Redwoods Acquisition Corp., a publicly traded special purpose acquisition company, or SPAC, and ANEW MEDICAL, Inc., an early-stage biotechnology company focused on developing disruptive new therapies to treat neurodegenerative diseases, have entered into a definitive merger agreement. ANEW MEDICAL, Inc. is a company that focuses on developing disruptive new therapies to treat neurodegenerative diseases. At this time, ANEW’s common stock may be seen being traded on the OTC Markets under the ticker “LEAS.”
Existing ANEW investors will have the opportunity to roll over 100% of their shares into the merged business as part of this transaction, which will result in the combined company having a pro forma enterprise value of approximately US$94.0 million (assuming there will be no redemptions). Following the completion of the deal, ANEW investors will be able to receive additional shares as part of an earn-out based on the performance of the merged company’s stock.
In the event that Redwoods stockholders do not exercise their option to redeem their shares, the transaction is anticipated to result in cash proceeds of roughly US$54 million. These prices do not take into account the possibility that ANEW stockholders might receive up to five million extra earn-out shares in the event that certain stock performance-based conditions are satisfied. Following the conclusion of the deal, the merged business will do business under the name ANEW MEDICAL and intends to maintain its listing on NASDAQ.
ANEW is committed to achieving the potential of gene therapies to give revolutionary patient outcomes in areas of high unmet medical need and to expanding the reach of gene therapies to highly prevalent neurodegenerative illnesses. These goals will be accomplished through a combination of research, development, and commercialization efforts.
The company has created a core team with vast expertise in the areas of gene therapy, medication development, and commercialization, and has compiled a portfolio of gene treatments in conjunction with major scientific institutions. In the beginning, ANEW will concentrate its efforts on advancing gene therapy approaches that are based on alpha Klotho for the treatment of ALS, Alzheimer’s disease, and Parkinson’s disease.
“ANEW is focused on developing disruptive new gene therapies to alleviate and/or reverse the progression of devastating neurodegenerative diseases,” Dr. Joseph Sinkule, CEO and Founder of ANEW, said in response to the signing of the agreement, which he considered to be a positive development. We are ecstatic to have reached this significant milestone, and we are confident that doing so will be of tremendous assistance to the accomplishment of our company’s purpose.
The listing on NASDAQ and the cooperation with Redwoods provide an ideal approach to generate additional funds and finance our strategic ambitions moving ahead in the future. The management of ANEW is looking forward to the next several years, during which product development and commercialization will take place, to the creation of considerable shareholder value.
Mr. Jiande Chen, the CEO of Redwoods, expressed his excitement about the planned merger with ANEW. “We are delighted to announce the proposed merger with ANEW,” he stated. “Our board of directors and management team feel that this deal with ANEW provides the best chance to produce considerable value for our investors.
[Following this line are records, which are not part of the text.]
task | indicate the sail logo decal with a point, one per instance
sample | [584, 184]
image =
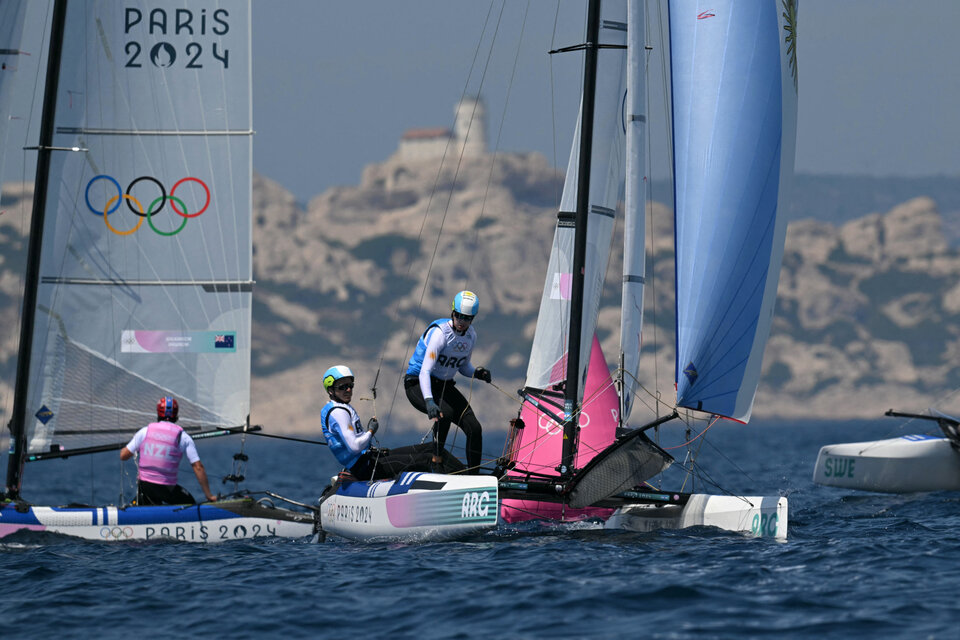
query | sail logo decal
[146, 341]
[790, 26]
[43, 414]
[112, 203]
[562, 286]
[187, 28]
[552, 428]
We reached this conclusion after engaging in a detailed process with external consultants to investigate and assess a large number of possible business combination partners.
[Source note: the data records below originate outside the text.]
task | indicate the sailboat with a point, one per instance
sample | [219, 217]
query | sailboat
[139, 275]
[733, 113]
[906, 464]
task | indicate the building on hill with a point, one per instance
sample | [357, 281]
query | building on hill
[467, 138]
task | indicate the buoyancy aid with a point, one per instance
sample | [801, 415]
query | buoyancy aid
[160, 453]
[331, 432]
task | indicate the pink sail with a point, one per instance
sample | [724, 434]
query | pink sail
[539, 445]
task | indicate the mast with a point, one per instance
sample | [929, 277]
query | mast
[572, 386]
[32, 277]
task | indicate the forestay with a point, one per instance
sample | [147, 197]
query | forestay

If this corporate merger goes through as planned, the investors of Redwoods will be able to purchase a stake in the equity of a corporation that is dedicated to the research, development, and commercialization of potentially transformative gene treatments in order to enhance the quality of life for patients suffering from neurodegenerative illnesses. We are happy to be able to assist ANEW in its move to become a public company and to make it possible for ANEW to quickly reach its development objectives.
The pro forma enterprise value of the merged firm is up to 94 million U.S. dollars. This valuation takes into account cash reserves of up to 54 million U.S. dollars held in a trust account by Redwoods, which are subject to redemption by Redwoods investors. These prices do not take into account the possibility that ANEW stockholders might receive up to 5 million extra earn-out shares in the event that certain stock performance-based conditions are satisfied.
The transaction, which has been unanimously authorized by the boards of directors of both ANEW and Redwoods, is subject to approval by the stockholders of each company, in addition to the satisfaction of any other criteria that must be met before the deal can be finalized. The proposed corporate merger assumes that ANEW’s stockholders will roll 100% of their equity into the merged company and will be eligible to acquire additional shares in accordance with an earn-out depending on the future stock performance of the combined company. In addition, the stockholders will be entitled to vote on the proposed merger.
It is anticipated that the merged business will put any residual cash on its balance sheet at the time of the conclusion of the deal, following the payment of transaction-related expenditures, to use for working capital, expansion, and other general corporate purposes. It is anticipated that the planned corporate combination would be finalized sometime during the fourth quarter of 2023.